ZIGUINCHOR – L’alerte est rouge pour les étudiants ressortissants du département de Koumpentoum inscrits à l’Université Assane Seck de Ziguinchor (UASZ). Par la voix de leur ex-président, Papa Sow, étudiant en Master 1 de Géographie, le collectif lance un cri de détresse déchirant. Entre arriérés de loyer massifs, manque de matériel de base et sentiment d'abandon, le quotidien de ces jeunes tourne au cauchemar.

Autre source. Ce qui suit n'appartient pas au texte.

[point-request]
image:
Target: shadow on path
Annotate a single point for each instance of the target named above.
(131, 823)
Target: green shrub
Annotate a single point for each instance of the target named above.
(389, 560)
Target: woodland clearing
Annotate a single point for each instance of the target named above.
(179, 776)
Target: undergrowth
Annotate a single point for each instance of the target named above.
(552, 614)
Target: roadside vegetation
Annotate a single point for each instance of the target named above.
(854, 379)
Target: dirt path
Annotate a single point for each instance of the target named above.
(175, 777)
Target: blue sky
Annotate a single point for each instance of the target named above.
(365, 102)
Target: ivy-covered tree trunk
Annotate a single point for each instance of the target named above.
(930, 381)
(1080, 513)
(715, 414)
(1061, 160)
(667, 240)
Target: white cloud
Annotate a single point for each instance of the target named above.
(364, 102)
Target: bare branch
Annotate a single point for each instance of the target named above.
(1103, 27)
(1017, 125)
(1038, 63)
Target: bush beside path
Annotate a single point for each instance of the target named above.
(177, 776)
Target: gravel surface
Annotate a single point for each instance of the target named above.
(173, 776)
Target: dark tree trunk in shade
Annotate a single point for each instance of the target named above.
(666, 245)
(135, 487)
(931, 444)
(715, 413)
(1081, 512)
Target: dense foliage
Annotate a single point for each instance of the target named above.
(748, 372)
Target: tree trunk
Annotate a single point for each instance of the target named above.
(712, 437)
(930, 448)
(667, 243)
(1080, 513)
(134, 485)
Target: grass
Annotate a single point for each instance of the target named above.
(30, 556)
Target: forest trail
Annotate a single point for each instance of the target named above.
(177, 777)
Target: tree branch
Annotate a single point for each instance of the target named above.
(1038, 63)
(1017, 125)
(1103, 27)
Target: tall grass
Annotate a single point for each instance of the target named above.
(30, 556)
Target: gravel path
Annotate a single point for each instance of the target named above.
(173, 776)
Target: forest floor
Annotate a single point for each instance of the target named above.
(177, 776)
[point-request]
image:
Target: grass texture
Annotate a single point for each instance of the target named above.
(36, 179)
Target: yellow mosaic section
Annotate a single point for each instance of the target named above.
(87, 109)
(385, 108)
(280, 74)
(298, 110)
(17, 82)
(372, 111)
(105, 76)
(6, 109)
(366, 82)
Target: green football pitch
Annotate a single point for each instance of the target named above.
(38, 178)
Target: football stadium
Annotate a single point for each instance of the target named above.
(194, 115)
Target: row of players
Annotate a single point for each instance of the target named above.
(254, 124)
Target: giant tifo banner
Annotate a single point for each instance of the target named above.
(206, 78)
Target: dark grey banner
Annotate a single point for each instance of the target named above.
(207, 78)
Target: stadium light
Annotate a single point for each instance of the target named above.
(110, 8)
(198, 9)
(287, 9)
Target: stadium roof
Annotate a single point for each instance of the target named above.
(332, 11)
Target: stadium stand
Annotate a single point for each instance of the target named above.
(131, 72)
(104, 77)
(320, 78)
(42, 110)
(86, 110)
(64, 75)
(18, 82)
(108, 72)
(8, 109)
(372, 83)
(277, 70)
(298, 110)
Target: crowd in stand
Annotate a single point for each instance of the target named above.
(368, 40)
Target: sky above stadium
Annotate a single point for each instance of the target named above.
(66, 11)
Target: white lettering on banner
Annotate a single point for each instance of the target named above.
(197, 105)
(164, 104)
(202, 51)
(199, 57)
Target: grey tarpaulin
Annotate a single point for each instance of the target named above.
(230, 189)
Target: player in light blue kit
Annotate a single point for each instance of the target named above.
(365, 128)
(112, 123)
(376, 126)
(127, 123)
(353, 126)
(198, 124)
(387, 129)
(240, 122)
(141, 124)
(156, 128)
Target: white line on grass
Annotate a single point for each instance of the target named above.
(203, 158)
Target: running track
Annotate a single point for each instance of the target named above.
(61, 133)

Le constat est sans appel : l'amicale traîne trois mois d'arriérés de loyer, et le mois de janvier, qui tire à sa fin, portera la dette à quatre mois. Le bailleur, dont la patience semble avoir atteint ses limites, a déjà posé un ultimatum. « La situation est catastrophique », s'alarme Papa Sow. L'enjeu dépasse le simple toit.
L'appartement en question, une denrée rare à Ziguinchor avec ses six pièces (salon compris), risque d'être définitivement perdu. Une perte qui interviendrait au pire moment : celui de l'arrivée imminente des nouveaux bacheliers. « Où allons-nous les loger ? Dans quelles conditions vont-ils étudier ? », s'interroge-t-il avec amertume.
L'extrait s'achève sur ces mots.